Association Chief says members to re-auction vehicles in Japan
VIAL claims new duty structure is highly unreasonable
Under the new regulations custom duty itself is over Rs.1 m
Vehicle imports to drop by 70% by year end
VIAL to meet Finance Minister on 19 October
Association urges Govt. to maintain stable policy for at least 2 years
Suggests a consumer protection plan to safeguard industry
By Charumini de Silva
Motor importers yesterday said that they were now planning to re-auction the vehicles from Japan rather than shipping them into Sri Lanka due to the unreasonable tax structure imposed by the Government.
“Despite the loss that we have to put up with, re-auctioning the vehicles on Japanese shores is a better option than bringing them here under absurd duty hikes,” Vehicle Importers Association of Lanka (VIAL) President Indika Sampath Merenchige told the Daily FT.
He said that under the new gazette notification which was released on 22 September, vehicles that were being imported from Japan were inclusive of duties that were not even relevant to Sri Lankan consumers.
Noting that the regulations were made in a very unreasonable manner, he stressed that the authorities had included an 8% top range duty and a road tax which only applied to vehicles that were being used in Japan.
Merenchige clarifying his point further emphasised that under the new duty structure customers would have to pay over Rs.1 million just as Customs duty.
The price of a Toyota Prius has increased by Rs. 1.2 million, Hiace by Rs. 1.7 million, Aqua by Rs. 0.7 million, while Honda GP5 has increased by Rs. 1 million.
In this backdrop, VIAL anticipates a decline of 70% in imports by the end of this year.
“Generally, we import about 4,000 to 5,000 Japanese vehicles per month, but under the new duty structure the trend is such that it will come down to around 1,000 vehicles,” he noted.
However, he pointed that during last month over 4,000 Marutishad been imported from India alone.
Noting that it was very difficult to continue the trade under this unreasonable duty structure Merenchige said that they hoped to meet the Finance Ministry officials next week.

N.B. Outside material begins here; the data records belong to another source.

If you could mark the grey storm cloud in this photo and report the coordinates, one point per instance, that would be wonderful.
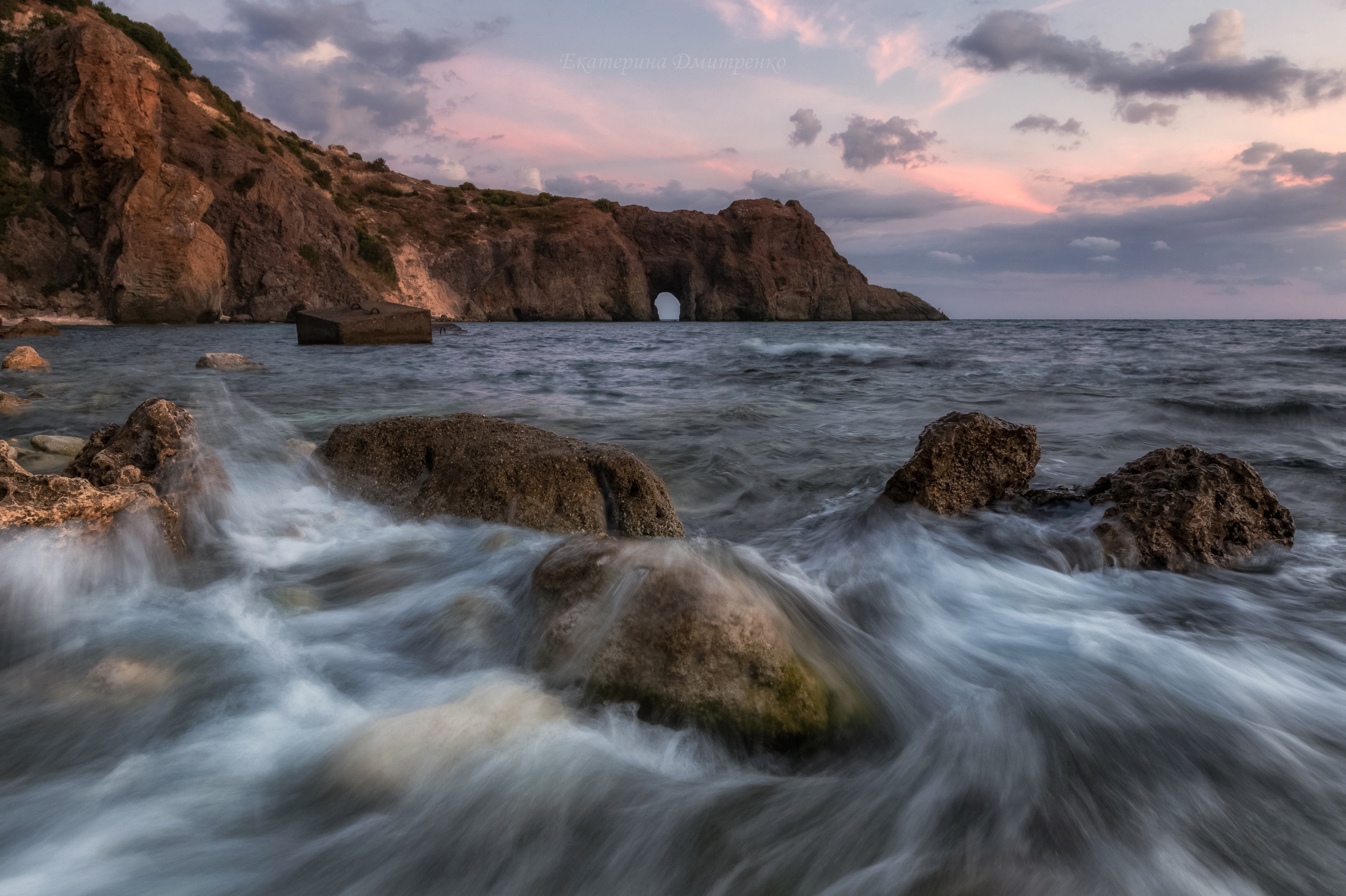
(1146, 186)
(807, 128)
(824, 197)
(1049, 126)
(870, 142)
(1211, 64)
(1159, 113)
(1267, 229)
(323, 66)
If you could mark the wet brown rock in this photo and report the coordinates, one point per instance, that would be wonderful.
(23, 358)
(30, 327)
(1178, 508)
(500, 471)
(692, 634)
(227, 361)
(13, 404)
(60, 501)
(967, 460)
(157, 446)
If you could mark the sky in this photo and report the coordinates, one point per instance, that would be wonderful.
(1077, 159)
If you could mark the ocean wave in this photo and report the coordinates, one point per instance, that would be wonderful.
(1287, 408)
(866, 352)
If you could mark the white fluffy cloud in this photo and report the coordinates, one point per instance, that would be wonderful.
(1096, 244)
(951, 258)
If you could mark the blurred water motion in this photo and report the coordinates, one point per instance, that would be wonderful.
(332, 700)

A customer uses his mobile phone at a car showroom in Colombo last week – Pic by Dinuka Liyanawatte/Reuters
“We will be having a meeting with the Finance Minister Ravi Karunanayake on 19 October. Being a former entrepreneur himself, we hope Minister Karunanayake would understand the difficulties the vehicle importers undergo at present,” he said.
The association also urged the Government to maintain a stable tax policy for at least two years pointing that it was difficult to continue the trade given the highly-fluctuating duty structure.
The Government made changes in the vehicle import duty structure three times since October last year and it was very difficult to carry out the business in this scenario, he pointed.
“There are many individuals who take the advantage of the low import duty structure and import vehicles only during the profitable times, but we as vehicle importers have been in the industry during both thin and thick. Thereby, we suggest that the Government considers a customer protection plan in the upcoming Budget to safeguard the industry,” Merenchige said.
Vehicle registrations hit an all time high of 63,687 units in September confirming the booming imports from early part of the year. The latter is one of the reasons why the Government has decided to apply brakes on motor industry. Vehicle imports in the first seven months have more than doubled to $ 744 million from $ 374 million a year earlier according to Finance Ministry.